The gritty stretch of Eagle Rock Boulevard with its nondescript industrial buildings, faded signage and acres of chain-link fencing seems an unlikely place to find one of fashion’s fastest-rising stars silk-screening T-shirts for strangers in a parking lot.

Then again, Reese Cooper is about as unlikely as they come. At age 21, the London-to-L.A. transplant, who has a handful of collections under his belt, has goods on the shelves of U.K.-based retailer Selfridges as well as Barneys New York, the latter of which will be the exclusive retailer of his inaugural fall and winter 2019 women’s collection.

Cooper’s path to this parking lot — and his fashion label — began with a Bathing Ape T-shirt.

“I was living in London, and I was about 14 or 15,” he said. “And it was this super bright, vibrant camo (print), and I just had no idea what it was. But I was super attracted to it.

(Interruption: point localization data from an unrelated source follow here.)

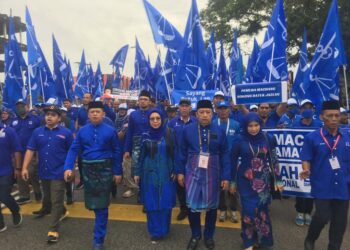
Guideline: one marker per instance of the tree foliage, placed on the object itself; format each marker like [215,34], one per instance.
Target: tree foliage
[250,17]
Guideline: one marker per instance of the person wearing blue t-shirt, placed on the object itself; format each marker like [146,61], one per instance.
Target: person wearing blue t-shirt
[325,160]
[9,146]
[52,143]
[231,128]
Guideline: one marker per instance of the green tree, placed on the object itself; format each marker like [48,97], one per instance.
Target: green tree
[250,17]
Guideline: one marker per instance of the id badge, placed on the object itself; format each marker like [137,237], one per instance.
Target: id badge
[334,163]
[203,160]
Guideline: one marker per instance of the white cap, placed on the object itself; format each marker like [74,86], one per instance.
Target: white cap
[305,101]
[292,101]
[220,93]
[343,110]
[123,106]
[130,111]
[253,107]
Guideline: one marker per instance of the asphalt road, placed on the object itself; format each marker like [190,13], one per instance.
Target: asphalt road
[76,233]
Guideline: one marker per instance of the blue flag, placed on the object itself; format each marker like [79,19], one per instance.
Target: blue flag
[223,79]
[82,86]
[321,81]
[163,31]
[14,64]
[143,71]
[250,73]
[236,62]
[298,91]
[211,58]
[119,58]
[61,71]
[97,89]
[272,63]
[193,67]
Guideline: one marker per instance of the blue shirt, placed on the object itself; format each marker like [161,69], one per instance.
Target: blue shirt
[231,130]
[98,142]
[298,124]
[213,141]
[82,116]
[9,144]
[24,128]
[52,146]
[327,183]
[138,124]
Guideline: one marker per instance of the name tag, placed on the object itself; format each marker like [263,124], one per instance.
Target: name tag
[334,163]
[203,160]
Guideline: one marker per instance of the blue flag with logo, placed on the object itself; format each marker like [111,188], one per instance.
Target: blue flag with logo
[61,71]
[298,90]
[193,67]
[14,64]
[212,63]
[223,79]
[143,71]
[250,73]
[236,62]
[119,58]
[272,63]
[82,86]
[97,86]
[321,80]
[163,31]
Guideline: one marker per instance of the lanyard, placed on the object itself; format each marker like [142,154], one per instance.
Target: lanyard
[327,143]
[251,149]
[200,139]
[227,125]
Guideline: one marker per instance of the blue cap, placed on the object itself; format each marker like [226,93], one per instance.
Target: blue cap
[223,104]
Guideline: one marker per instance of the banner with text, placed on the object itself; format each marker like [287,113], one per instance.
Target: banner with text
[290,143]
[193,95]
[255,93]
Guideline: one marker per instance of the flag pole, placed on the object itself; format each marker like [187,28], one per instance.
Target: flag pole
[272,56]
[346,88]
[163,72]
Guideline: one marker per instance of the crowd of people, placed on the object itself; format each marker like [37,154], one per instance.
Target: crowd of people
[212,159]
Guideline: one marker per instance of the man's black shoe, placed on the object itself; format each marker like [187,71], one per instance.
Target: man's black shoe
[182,215]
[209,244]
[309,245]
[41,213]
[193,243]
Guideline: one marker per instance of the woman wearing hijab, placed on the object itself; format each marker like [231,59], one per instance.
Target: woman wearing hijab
[156,170]
[258,165]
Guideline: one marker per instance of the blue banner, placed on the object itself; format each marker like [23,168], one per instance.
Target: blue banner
[255,93]
[289,145]
[193,95]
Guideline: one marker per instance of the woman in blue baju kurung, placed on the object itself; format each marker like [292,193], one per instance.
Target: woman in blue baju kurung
[155,168]
[252,177]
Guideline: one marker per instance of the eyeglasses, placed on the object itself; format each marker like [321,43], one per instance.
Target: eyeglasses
[154,119]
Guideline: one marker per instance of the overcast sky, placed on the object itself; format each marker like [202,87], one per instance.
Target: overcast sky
[100,27]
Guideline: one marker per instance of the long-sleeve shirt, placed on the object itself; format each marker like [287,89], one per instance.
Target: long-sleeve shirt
[138,124]
[98,142]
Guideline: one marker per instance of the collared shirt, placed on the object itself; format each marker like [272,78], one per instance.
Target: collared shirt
[138,124]
[98,142]
[9,144]
[52,146]
[213,141]
[316,123]
[24,128]
[82,116]
[231,128]
[327,183]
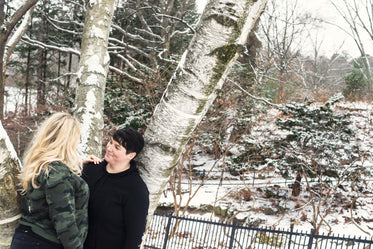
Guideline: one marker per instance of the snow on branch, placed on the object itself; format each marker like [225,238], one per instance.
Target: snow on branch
[123,73]
[138,37]
[39,44]
[178,19]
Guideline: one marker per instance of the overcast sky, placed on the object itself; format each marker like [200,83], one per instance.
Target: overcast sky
[333,37]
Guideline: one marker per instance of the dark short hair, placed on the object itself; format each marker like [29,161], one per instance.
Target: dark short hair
[130,139]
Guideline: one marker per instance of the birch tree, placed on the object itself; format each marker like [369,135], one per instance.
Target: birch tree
[9,38]
[358,15]
[9,204]
[93,68]
[220,35]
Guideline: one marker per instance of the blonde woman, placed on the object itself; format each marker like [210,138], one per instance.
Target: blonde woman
[55,199]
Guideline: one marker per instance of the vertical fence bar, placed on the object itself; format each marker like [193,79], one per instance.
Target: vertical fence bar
[291,234]
[310,240]
[232,234]
[167,231]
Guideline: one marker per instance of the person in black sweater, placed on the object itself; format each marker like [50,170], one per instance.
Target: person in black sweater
[119,199]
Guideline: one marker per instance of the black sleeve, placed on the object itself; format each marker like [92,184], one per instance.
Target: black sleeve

I found out there was a store not five miles from me, so I ended up just hanging out there.”

His stint there as an intern ended up profoundly shaping his career.

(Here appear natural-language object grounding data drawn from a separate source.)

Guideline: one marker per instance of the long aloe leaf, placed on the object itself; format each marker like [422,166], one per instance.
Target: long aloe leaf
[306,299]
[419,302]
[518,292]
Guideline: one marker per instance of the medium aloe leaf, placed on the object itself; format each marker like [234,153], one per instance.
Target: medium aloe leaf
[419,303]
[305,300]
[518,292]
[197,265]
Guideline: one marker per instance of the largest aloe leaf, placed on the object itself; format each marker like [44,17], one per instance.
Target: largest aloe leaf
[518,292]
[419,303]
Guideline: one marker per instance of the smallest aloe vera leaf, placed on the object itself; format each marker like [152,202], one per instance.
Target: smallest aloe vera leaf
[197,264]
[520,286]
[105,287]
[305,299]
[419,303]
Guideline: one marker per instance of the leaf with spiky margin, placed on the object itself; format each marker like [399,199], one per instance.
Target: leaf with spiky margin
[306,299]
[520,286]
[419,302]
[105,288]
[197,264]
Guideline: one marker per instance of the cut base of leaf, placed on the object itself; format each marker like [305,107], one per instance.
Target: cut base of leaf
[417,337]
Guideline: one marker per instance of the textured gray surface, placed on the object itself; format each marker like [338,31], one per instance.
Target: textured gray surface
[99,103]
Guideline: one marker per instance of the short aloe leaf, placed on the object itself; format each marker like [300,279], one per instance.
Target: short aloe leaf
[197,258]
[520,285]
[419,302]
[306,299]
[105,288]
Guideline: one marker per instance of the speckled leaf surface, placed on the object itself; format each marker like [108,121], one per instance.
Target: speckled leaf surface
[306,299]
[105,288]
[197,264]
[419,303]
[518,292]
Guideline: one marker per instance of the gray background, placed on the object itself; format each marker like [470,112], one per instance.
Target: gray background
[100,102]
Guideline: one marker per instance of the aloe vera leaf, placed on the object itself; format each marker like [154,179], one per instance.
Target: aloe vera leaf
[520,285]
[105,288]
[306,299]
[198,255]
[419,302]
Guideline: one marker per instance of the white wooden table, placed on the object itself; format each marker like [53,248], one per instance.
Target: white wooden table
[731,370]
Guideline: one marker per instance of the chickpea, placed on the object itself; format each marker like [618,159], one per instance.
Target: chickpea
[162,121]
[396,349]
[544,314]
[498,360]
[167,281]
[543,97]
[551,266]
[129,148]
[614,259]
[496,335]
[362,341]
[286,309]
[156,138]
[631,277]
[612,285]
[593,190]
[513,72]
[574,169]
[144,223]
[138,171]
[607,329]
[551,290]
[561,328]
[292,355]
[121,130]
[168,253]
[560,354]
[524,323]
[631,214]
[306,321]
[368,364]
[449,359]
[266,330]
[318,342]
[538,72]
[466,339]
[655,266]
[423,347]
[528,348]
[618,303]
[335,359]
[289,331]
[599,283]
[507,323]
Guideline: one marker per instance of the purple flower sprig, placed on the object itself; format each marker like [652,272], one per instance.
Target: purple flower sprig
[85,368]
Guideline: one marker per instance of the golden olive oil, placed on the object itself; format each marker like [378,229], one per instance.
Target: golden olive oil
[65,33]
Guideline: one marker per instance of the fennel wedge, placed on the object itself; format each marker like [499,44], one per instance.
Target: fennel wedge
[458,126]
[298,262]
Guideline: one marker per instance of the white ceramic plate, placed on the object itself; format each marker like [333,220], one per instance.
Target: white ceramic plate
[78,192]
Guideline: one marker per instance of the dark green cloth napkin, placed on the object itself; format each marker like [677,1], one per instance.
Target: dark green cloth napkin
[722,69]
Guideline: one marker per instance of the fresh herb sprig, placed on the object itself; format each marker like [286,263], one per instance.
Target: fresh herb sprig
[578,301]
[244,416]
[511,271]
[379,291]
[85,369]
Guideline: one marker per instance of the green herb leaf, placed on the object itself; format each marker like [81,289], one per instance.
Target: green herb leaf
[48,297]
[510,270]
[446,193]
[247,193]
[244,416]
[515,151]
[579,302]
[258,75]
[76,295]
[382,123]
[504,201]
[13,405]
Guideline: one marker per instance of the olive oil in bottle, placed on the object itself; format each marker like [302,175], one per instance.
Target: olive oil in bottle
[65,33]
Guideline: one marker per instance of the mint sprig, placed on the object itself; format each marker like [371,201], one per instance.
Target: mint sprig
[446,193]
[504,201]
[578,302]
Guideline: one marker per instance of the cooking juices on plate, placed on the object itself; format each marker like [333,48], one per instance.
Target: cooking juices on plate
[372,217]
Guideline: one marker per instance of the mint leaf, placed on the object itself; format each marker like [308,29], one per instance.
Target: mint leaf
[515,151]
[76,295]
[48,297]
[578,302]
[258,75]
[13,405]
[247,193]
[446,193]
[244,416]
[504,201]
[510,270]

“The one thing I took away from that (was an understanding of) why things cost so much,” he said. “When I was around clothes all day, steaming them and making them look nice, I was able to ask, ‘OK, how is this different from that?’ I could see that one piece had a custom zipper pull that made it more expensive than another. I put all these little pieces together over three or four months and started to get interested in how to do that, how to add value to something.”

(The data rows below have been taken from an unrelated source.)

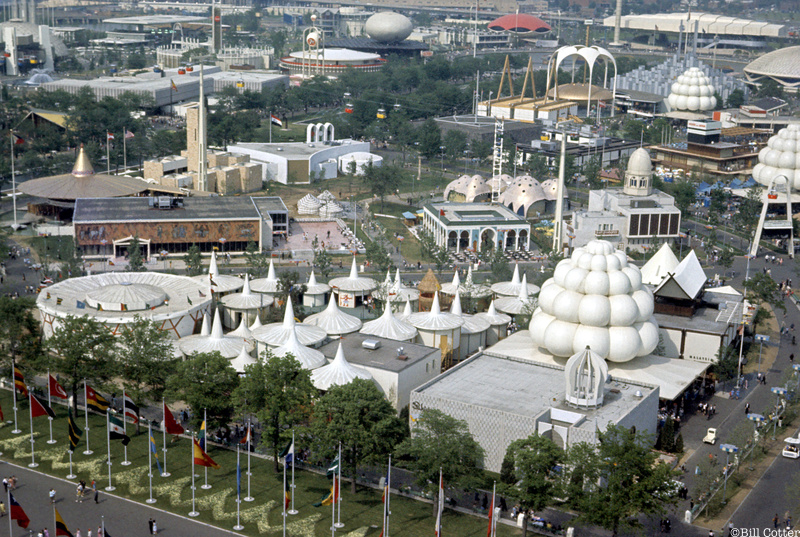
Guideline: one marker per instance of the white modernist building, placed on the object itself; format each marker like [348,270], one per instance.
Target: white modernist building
[461,226]
[636,216]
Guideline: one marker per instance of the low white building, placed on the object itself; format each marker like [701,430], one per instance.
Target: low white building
[460,226]
[636,216]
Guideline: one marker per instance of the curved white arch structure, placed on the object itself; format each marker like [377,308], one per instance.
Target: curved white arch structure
[591,55]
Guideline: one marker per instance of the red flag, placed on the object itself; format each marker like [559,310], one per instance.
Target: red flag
[17,513]
[56,390]
[39,408]
[172,426]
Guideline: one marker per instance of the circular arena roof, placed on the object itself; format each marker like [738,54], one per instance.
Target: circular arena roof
[782,65]
[520,23]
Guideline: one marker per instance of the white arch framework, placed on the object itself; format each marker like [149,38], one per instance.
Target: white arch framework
[591,55]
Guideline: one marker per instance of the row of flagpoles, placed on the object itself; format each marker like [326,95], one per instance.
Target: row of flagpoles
[117,430]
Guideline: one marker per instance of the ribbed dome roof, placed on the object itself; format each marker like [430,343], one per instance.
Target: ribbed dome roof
[390,327]
[338,373]
[308,358]
[639,163]
[333,320]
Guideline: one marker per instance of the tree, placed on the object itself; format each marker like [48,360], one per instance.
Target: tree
[535,459]
[633,483]
[135,261]
[359,416]
[193,260]
[279,390]
[440,441]
[205,381]
[86,350]
[146,359]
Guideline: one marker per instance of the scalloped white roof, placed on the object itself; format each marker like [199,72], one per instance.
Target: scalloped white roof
[781,156]
[227,346]
[354,282]
[308,358]
[692,91]
[333,320]
[436,319]
[596,299]
[246,300]
[338,372]
[390,327]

That dovetailed neatly with his natural affinity for tinkering.

“I made skateboard ramps before I made clothes,” he said. “And I realized that I could either spend $1,000 on a jacket that was almost what I wanted or spend the time — and damn near the same amount of money — to figure out how to make one that was exactly what I wanted.”

The first item of clothing he made was a pair of pants.

“I found a really weird plaid at a fabric market in Shepherd’s Bush and brought it to a seamstress and said I wanted to make a pair of pants,” he said. “And she asked me where the pattern was. I was like, ‘What the hell is a pattern?’ ” He kept asking the seamstresses questions — and getting answers — and learned how to make clothes in the process.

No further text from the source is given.